Specific physical properties of ingested hydrocarbons help to predict the risk of pulmonary aspiration (Table 152.1). In particular, viscosity, surface tension, and volatility determine aspiration potential and the contribution to pulmonary toxicity.² Viscosity is a measure of a fluid’s resistance to flow, commonly described in units of Saybolt universal seconds (SUS). This property is not the same as the fluid’s density; in fact, these two properties correlate poorly.

Low-viscosity substances (less than 60 SUS), such as turpentine, gasoline, or naphtha, have higher tendency for aspiration in animal models. A lower viscosity value predicts a higher risk. The U.S. Consumer Products Safety Commission now requires child-resistant packaging for products that contain 10% or more hydrocarbons and have a measured viscosity less than 100 SUS.

Surface tension indirectly measures dispersion forces between molecules in a fluid, but it also characterizes the interaction with the surface that the fluid contacts. This property can be quantified on a modified Wilhelmy balance, which measures adherence of the fluid along a surface (“the inability to creep”). In theory, the lower the surface tension is, the higher is the aspiration risk.² A lower surface tension value predicts a higher risk.
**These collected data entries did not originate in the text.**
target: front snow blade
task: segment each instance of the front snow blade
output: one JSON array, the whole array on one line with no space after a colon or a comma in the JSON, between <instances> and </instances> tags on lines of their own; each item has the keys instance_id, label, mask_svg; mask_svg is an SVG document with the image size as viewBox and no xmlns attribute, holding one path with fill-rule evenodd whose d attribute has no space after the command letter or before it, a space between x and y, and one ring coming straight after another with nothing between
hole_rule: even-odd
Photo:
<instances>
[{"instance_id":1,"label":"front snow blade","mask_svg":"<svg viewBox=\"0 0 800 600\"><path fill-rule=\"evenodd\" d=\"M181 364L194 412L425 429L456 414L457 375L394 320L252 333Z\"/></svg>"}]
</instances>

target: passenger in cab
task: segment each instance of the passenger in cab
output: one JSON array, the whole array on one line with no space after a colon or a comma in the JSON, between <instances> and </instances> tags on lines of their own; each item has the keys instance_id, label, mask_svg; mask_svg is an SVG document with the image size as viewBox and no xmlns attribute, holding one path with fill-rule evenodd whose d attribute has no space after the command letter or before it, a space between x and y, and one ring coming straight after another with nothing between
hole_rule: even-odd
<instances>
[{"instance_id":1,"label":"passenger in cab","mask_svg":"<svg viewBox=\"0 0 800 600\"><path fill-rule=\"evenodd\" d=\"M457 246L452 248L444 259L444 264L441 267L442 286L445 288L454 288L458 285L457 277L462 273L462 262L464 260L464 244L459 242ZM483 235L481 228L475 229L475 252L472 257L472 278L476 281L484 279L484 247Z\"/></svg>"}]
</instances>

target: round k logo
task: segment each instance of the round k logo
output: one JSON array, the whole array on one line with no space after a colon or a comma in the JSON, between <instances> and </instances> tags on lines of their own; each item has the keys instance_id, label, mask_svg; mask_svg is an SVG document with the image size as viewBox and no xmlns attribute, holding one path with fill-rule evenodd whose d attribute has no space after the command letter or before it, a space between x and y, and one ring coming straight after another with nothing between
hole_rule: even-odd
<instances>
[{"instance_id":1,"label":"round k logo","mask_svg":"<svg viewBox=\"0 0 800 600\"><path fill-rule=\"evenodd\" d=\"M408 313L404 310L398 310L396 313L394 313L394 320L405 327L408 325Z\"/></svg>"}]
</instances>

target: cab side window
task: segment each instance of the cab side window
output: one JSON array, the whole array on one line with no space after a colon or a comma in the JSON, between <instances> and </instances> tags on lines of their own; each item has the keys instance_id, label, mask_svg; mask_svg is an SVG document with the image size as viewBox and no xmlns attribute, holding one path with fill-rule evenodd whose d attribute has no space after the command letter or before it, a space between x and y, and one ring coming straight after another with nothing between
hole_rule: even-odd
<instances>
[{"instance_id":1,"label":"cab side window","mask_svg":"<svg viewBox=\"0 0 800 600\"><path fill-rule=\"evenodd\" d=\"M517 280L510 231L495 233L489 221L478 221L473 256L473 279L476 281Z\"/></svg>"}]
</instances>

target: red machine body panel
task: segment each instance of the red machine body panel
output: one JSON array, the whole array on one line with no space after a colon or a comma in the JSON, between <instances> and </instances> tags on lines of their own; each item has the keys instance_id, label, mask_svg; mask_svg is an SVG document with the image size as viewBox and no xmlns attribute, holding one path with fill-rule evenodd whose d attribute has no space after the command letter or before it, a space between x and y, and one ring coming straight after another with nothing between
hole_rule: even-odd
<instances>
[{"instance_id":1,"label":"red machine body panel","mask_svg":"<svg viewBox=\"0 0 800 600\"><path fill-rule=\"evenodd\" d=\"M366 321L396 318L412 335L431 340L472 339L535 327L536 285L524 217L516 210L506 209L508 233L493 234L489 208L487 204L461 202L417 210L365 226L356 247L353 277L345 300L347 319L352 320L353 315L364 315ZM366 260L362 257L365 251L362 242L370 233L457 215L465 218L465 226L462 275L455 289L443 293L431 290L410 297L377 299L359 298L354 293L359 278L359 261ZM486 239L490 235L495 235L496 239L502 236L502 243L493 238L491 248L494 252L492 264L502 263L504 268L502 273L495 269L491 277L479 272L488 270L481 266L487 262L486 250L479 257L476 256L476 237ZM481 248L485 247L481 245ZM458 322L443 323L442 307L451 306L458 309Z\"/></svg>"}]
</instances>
Volatility is the tendency for a liquid to enter the gas phase. Hydrocarbons that are highly volatile have a high vapor pressure and so tend to vaporize, enter the lungs, displace oxygen, and cause hypoxia. A higher volatility value predicts a higher risk.

Mechanisms of Toxicity

Although organ-specific pathophysiology is often unique to individual agents, much of the toxicity of hydrocarbons results from their ability to dissolve fats or, similarly, to diffuse across hydrophobic barriers intended to protect anatomic structures (e.g., lipid bilayers, myelin). Hydrocarbon solvents cause irritation of skin and mucous membranes. Recurrent or prolonged contact results in “defatting” of skin, dissolving lipid components, and disrupting the normal architecture of the stratum corneum.³

Most hydrocarbons are flammable or combustible. Under appropriate conditions, most hydrocarbons can explode. The widespread availability of hydrocarbons and their use as organic solvents account for the frequent finding of stored quantities of these solvents in clandestine illicit drug laboratories and other places. Storage and use of these flammable agents appreciably contribute to the health hazards of these facilities.